Address Translation Maps

About improving resilience and reliability with ScyllaDB address translation maps

To get the best out of a Scylla database client, it is best to connect to all the nodes of the database. This is why the ContactPoints parameter for connections is an array. A Compose Scylla address translation map provides the information needed by various drivers to navigate between the internal IP addresses and external DNS names of a Scylla database.

Currently, drivers for Node.js, Java, and Groovy work with address translation maps. Other drivers might require changes to work correctly with Compose's network configuration, such as the Python driver which assumes all connections will use the same port.

Using the Address Translation Map

You can find the Address Translation Map in the Connection info section of your Compose console Overview for Scylla:

1789

An example Address Translation Map.

The address translation map is designed to act as a snippet that you can add to your application or a configuration file. It is made up of an internal private network address and port and an external network address and port. Applications connect to the external network addresses. Here's an example:

{
    "10.0.24.69:9042": "sl-eu-lon-2-portal.3.dblayer.com:15227",
    "10.0.24.71:9042": "sl-eu-lon-2-portal.2.dblayer.com:15229",
    "10.0.24.70:9042": "sl-eu-lon-2-portal.1.dblayer.com:15228"
}

To use this for any driver that supports address translation, an application needs to create an address translator, load the translator with this information and tell the driver to use the translator when connecting to a cluster.

Address translation with NodeJS

To add address map translation support to an application that already uses the cassandra-driver for NodeJS, include the composeaddresstranslator npm package in your NodeJS application. The git repository for this package can be found in the Compose-example repository.

$ npm install composeaddresstranslator --save

In the application code itself, add a requirement for the new package.

var compose = require('composeaddresstranslator');
...

Elsewhere in the code, copy and paste in the address translation map, then create an instance of the composeaddresstranslator and pass the map to the instance.

addresses= {
    "10.0.24.69:9042": "sl-eu-lon-2-portal.3.dblayer.com:15227",
    "10.0.24.71:9042": "sl-eu-lon-2-portal.2.dblayer.com:15229",
    "10.0.24.70:9042": "sl-eu-lon-2-portal.1.dblayer.com:15228"
}

translator=new compose.ComposeAddressTranslator();
 
translator.setMap(addresses);

When it comes to creating the Cassandra client, for the ContactPoints parameter, replace the value with translator.getContactPoints(), which returns an array of the external addresses and ports and removes any need to duplicate connection information in the code. Setting policies. addressResolution to the translator instance ensures it is used by the application.

client = new cassandra.Client({
    contactPoints: translator.getContactPoints(),
    policies: {
        addressResolution: translator
    },
    authProvider: authProvider
});

When a client connects, it will know immediately about all nodes and connection portals available. You do not need to make any other changes.
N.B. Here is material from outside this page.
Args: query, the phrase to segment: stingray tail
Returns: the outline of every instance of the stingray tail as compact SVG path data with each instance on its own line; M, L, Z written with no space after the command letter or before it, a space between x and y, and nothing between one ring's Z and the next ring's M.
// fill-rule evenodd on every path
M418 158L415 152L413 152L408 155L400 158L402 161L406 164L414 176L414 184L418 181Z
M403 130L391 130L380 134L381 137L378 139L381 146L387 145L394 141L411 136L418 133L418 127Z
Address translation with Java

The java-composeaddresstranslator example includes a ComposeAddressTranslator class. Use com.compose.scyllacompose.ComposeAddressTranslator as part of your application's code base and import it into your application.
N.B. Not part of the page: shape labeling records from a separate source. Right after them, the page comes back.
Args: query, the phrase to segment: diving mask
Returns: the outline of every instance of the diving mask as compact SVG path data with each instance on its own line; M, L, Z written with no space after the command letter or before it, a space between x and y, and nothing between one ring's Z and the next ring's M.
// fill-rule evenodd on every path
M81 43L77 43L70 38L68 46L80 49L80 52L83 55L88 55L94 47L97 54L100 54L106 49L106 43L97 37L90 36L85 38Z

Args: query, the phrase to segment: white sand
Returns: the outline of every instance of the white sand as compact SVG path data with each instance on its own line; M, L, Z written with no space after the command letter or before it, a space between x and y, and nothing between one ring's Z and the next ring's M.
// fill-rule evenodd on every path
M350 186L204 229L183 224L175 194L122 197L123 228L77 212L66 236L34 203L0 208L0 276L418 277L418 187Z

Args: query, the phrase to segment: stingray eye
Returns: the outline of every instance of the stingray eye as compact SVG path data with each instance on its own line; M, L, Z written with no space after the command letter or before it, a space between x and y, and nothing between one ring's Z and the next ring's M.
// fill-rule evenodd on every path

Java does not have native JSON handling, so the ComposeAddressTranslator parses a JSON string representation of either an object or an array as the source for the map. Java also lacks multiline string support, so embedding the address translation map in code is in-elegant:

String mapstring = "{\n"
      + "   \"10.0.24.69:9042\": \"sl-eu-lon-2-portal.3.dblayer.com:15227\",\n"
      + "   \"10.0.24.71:9042\": \"sl-eu-lon-2-portal.2.dblayer.com:15229\",\n"
      + "   \"10.0.24.70:9042\": \"sl-eu-lon-2-portal.1.dblayer.com:15228\"\n"
      + "}";

ComposeAddressTranslator translator = new ComposeAddressTranslator();
translator.setMap(mapstring);

In production, your application should read the address translation map from a configuration file.
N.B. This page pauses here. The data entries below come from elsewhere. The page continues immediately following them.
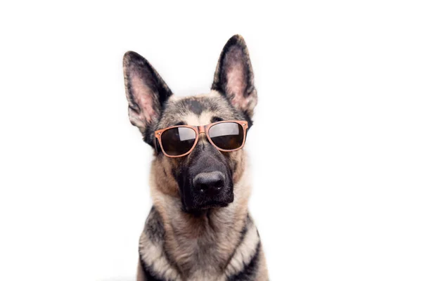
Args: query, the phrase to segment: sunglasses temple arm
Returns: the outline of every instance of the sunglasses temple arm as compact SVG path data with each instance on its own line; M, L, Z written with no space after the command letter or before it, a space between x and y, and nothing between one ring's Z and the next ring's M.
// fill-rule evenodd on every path
M154 148L155 148L155 152L157 152L157 154L158 154L160 152L160 145L158 144L158 138L155 138L154 140Z

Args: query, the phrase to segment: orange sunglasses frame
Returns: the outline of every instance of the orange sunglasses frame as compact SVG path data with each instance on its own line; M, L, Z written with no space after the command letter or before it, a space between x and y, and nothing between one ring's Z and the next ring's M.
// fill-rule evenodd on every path
M212 126L215 126L217 124L220 124L220 123L236 123L236 124L238 124L239 125L241 125L242 126L242 128L243 128L243 142L242 143L242 145L239 148L234 149L234 150L224 150L224 149L220 148L218 146L217 146L212 142L212 140L211 140L211 137L210 137L210 134L208 133L208 131L210 131L210 129ZM189 150L189 151L188 151L186 153L184 153L180 155L169 155L168 154L166 153L165 150L162 148L162 143L161 143L161 135L162 134L162 133L164 131L165 131L167 130L169 130L169 129L173 129L173 128L179 128L179 127L191 128L193 131L195 131L195 133L196 133L195 143L193 143L193 145L192 145L192 148L191 148ZM211 124L209 124L205 126L188 126L188 125L172 126L171 127L167 127L167 128L162 129L160 130L157 130L157 131L155 131L155 138L157 138L158 139L158 143L160 143L160 147L161 148L161 151L162 151L162 153L164 153L164 155L165 156L167 156L167 157L176 158L176 157L181 157L183 156L187 155L189 153L191 153L192 152L192 150L193 150L193 148L195 148L195 147L196 146L196 144L198 143L198 140L199 140L199 135L203 133L205 133L205 136L207 136L207 138L208 139L208 141L210 142L210 143L211 143L215 148L217 148L217 150L219 150L220 151L229 152L232 152L232 151L238 150L241 149L243 147L243 145L245 145L245 141L246 140L246 130L247 129L248 129L248 122L246 121L227 120L227 121L219 121L218 122L211 123Z

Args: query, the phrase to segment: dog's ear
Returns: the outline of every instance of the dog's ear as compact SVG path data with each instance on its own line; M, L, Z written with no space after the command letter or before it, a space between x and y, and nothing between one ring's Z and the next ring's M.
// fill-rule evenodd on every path
M123 72L129 119L139 128L145 141L153 145L154 125L172 91L148 60L135 52L124 54Z
M257 102L253 72L245 40L234 35L220 55L211 88L223 94L236 109L250 118Z

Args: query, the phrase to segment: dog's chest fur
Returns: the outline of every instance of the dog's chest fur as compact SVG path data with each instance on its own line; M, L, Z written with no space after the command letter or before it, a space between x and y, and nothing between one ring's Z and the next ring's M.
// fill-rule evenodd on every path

With the translator instance created, the Java API uses Cluster.builder() to create a new cluster for connections. Like the Node.js translator, the Java translator also provides a list of hosts, which can be used with .addContactPointsWithPorts(). To ensure the address translator is being used the .withAddressTranslator() function should also be used to pass the translator instance to the cluster. The code for this is as follows:

cluster = Cluster.builder()
                    .addContactPointsWithPorts(translator.getContactPoints())
                    .withAddressTranslator(translator)
                    .withCredentials("scylla", "PASSWORD")
                    .build();

    Session session = cluster.connect();

The application can then continue to make calls on the cluster and session objects.

Address translation with Groovy

As a JVM-based and Java-compatible language, Groovy can use the Java ComposeAddressTranslator class detailed in the previous section. A full example is included in the Groovy connection repository.